In his letter beginning “Dear New York Legislator,” Wegman identified several benefits he expected would flow out of the massive, multimillion dollar health computer project: he believed it would:
1. Improve health care for all New Yorkers,
2. Lower health care costs, through reducing hospital readmission rates and reducing duplicate testing, and
3. Lead to health data liquidity by moving patient information from paper files into digital formats.
You can’t manage what you don’t measure, as the management adage goes and Danny Wegman well understood.
Economic Betterment Through Better Patient Care
The World Economic Forum (WEF) has long advocated that healthcare and a healthy citizenry tie to a nation’s economic health. As part of this objective and mission, WEF supported The Atlanta Heart Failure Pilot project, an example of how stakeholders in a region can come together, map out a collaborative strategy, adopt informatics standards, improve healthcare and drive economic benefits – and better health outcomes. Emory Healthcare, Grady Memorial, Piedmont Healthcare, among other healthcare providers, joined forces with payers (competitors like BlueCross BlueShield of Georgia, Kaiser Permanente and Humana), pharma, patient advocates, medical device manufacturers, and government agencies to implement a project to improve heart failure patients’ health in greater Atlanta. Here, we see organizations – many of them, competitors – coming together for the benefit of patient care, and for the area’s economic betterment. The effort was underpinned by health IT and a foundation of data, from clinical to social determinants.

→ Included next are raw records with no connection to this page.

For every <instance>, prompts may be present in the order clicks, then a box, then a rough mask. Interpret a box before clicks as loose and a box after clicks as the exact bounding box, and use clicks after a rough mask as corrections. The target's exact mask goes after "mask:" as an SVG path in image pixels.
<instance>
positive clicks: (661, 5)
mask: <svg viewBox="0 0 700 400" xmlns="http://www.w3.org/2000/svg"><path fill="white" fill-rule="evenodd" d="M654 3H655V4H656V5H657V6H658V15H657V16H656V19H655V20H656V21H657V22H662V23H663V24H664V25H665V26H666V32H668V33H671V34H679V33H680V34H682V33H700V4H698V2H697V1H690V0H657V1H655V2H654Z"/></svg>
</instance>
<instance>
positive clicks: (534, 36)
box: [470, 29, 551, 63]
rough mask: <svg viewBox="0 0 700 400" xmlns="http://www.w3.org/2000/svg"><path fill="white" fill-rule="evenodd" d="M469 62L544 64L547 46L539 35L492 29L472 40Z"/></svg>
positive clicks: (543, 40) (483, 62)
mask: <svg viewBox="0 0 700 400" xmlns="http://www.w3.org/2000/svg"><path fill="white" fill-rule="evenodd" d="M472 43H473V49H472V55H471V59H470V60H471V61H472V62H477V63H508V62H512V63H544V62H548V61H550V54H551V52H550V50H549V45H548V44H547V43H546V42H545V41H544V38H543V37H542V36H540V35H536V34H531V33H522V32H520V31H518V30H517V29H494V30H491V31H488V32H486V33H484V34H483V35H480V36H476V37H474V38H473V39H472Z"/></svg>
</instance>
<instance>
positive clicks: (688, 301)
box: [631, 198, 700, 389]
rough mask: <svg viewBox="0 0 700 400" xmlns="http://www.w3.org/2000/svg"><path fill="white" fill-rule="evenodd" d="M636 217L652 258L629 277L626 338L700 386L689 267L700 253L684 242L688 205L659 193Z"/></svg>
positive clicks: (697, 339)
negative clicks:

A crucial learning emerges from the Atlanta project. America’s ability to leverage and derive a solid ROI from its massive EHR and digital health investments that will drive economic development depends on the collective embrace of a healthcare ecosystem beyond one individual institution or healthcare industry segment. We must reach across our individual siloes, bubbles, and objectives to remember that we are all, really, part of a public health mission. And that is, ultimately, to benefit the patient at the center of care and the community.

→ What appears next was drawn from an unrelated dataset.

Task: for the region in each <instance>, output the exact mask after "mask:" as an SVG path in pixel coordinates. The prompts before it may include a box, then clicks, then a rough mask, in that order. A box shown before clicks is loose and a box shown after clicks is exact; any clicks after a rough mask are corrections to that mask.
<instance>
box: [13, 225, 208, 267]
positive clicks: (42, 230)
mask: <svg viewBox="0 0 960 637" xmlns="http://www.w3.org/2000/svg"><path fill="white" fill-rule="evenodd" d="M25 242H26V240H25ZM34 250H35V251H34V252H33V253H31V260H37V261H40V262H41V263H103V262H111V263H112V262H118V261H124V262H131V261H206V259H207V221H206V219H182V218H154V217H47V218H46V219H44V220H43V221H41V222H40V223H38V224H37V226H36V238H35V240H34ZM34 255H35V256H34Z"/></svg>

As a health economist, I hearken back to Adam Smith, one of the first in our field, who wrote in The Wealth of Nations: “What can be added to the happiness of a man who is in health, out of debt, and has a clear conscience?” At this moment in U.S. healthcare and history, where healthcare costs can bankrupt an American patient and health disparities abound between fellow citizens, truer words were never spoken.